Но в основном город освещался газом. Фонарщики с лестницами бегали от столба к столбу, ловко поднимались по легоньким лесенкам, которые носили с собой, к фонарю и зажигали его. На Гороховой, где поселились Пистолькорсы, и на Кирочной, где жили Головины, было газовое освещение, но стоило свернуть за угол, в проулок, как кругом разносился стойкий запах керосина: здесь все еще стояли керосиновые фонари на старых, невзрачных столбах, вокруг которых утром и вечером мельтешили фонарщики с ручными тележками. Утром лампы снимали и увозили, вечером привозили снова, заправленные керосином…

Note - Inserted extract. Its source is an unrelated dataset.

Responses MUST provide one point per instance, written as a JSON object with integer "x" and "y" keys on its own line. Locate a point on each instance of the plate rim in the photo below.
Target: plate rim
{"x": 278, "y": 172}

После магазинов дамы катались по набережной Невы или заходили в маленькие и прелестные английские кафе, любуясь оттуда, как важно движется по Невскому конка, наблюдая, как вырастают старые двухэтажные здания, которые теперь надстраивали до четырех или даже пяти этажей. Если приходило в голову погулять в Летнем саду или в Таврическом – в той его части, которая протянулась вдоль Потемкинской улицы (туда пускали только за деньги, это был сад для «чистой» публики), они непременно пили там модный лактобициллин – простоквашу, изобретенную профессором Мечниковым. Несмотря на моду, желающих ее пить было еще мало, но Любочка, чей муж, Головин, был знаком с профессором, считала своим долгом поддерживать всякие новации, особенно bons, как говорят французы, то есть полезные для здоровья.

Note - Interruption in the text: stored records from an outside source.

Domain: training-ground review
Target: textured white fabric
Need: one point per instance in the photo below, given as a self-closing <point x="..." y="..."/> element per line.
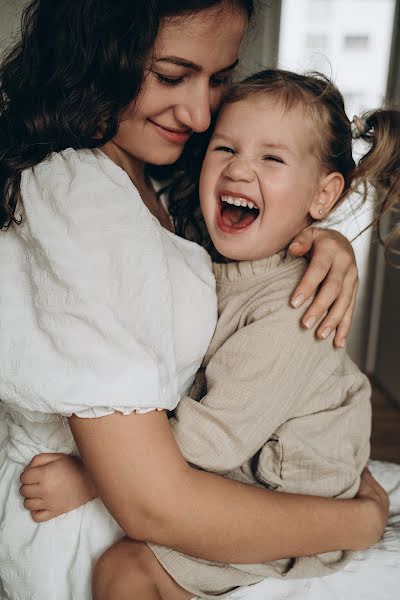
<point x="101" y="309"/>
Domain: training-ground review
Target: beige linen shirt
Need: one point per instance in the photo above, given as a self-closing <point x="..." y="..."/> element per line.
<point x="271" y="406"/>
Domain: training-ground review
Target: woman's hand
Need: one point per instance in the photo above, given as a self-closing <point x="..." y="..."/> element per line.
<point x="376" y="506"/>
<point x="334" y="266"/>
<point x="54" y="484"/>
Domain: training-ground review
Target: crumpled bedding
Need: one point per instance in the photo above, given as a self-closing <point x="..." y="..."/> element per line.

Впрочем, очень скоро сестры перестали появляться вдвоем и на Невском, и в Гостином дворе, и в Таврическом саду. Нет, они не рассорились, и охота разыгрывать из себя хозяйку дома у Лели не остыла. Все объяснилось просто – она почувствовала себя беременной, да как почувствовала! Ее беспрестанно тошнило, она то и дело падала в обморок, и верная Анюта не отходила от нее ни на шаг в самом буквальном смысле, ежеминутно готовясь подхватить молодую женщину, которая, чуть что, лишалась чувств. Знакомые дамы – а заодно с ними и пользовавший Лелю доктор – сулили ей скорое избавление от недомогания – дескать, после трех месяцев беременности все пройдет, как будто и не было! – однако минули три месяца, и четыре, и пять, а улучшения не наступало. Леля по большей части лежала на кровати, изредка свешиваясь с нее, а проворная Анюта в эту минуту спешила подсунуть ей умывальный таз.

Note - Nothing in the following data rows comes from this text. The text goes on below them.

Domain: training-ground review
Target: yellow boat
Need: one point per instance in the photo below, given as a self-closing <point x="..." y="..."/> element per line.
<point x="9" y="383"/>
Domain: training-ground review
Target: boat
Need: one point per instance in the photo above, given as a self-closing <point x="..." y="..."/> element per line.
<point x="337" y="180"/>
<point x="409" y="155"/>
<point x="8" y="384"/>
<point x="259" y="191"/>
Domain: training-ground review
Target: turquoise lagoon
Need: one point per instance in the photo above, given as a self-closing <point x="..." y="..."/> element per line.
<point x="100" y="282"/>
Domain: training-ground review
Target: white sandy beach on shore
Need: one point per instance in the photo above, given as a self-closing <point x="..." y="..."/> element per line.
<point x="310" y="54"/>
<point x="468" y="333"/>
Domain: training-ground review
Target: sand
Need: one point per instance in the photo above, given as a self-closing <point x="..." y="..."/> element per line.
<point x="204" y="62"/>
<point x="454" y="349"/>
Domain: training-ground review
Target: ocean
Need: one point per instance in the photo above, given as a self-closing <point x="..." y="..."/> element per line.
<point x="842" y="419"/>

Леля даже не хотела смотреть на себя в зеркало. А что она могла там увидеть? Отекшую физиономию, покрытую красными точками порванных в рвотной натуге сосудиков, с опухшими губами, мешками под глазами и мутными от слез глазами. Она презирала себя, но не могла найти силы, чтобы привести себя в порядок хотя бы к возвращению мужа. Ощущение не просто постоянной тошноты, но и постоянной готовности к рвоте не проходило, и ожидание рождения ребенка превратилось для нее как бы в ожидание окончания срока каторги. Иногда в ее затуманенном мозгу всплывала картина того солнечного дня, проведенного на ярмарке. Как ни странно, больше ей почти нечего было вспомнить – из того времени, которое она провела вместе с Эриком. Даже свадьбу в памяти словно бы пеленой затянуло, собственную свадьбу! А известие о том, что брат государя, великий князь Сергей Александрович, привез в Россию невесту, Элизабет Гессен-Дармштадтскую, что сыграна пышная, волшебная свадьба, что для молодых куплен дворец Белосельских-Белозерских на Невском проспекте, там, где проспект этот пересекается с набережной реки Фонтанки, что дворец теперь называется Сергиевским… это известие, которым в июле жил весь Петербург, вообще словно бы мимо Лелиных ушей пролетело.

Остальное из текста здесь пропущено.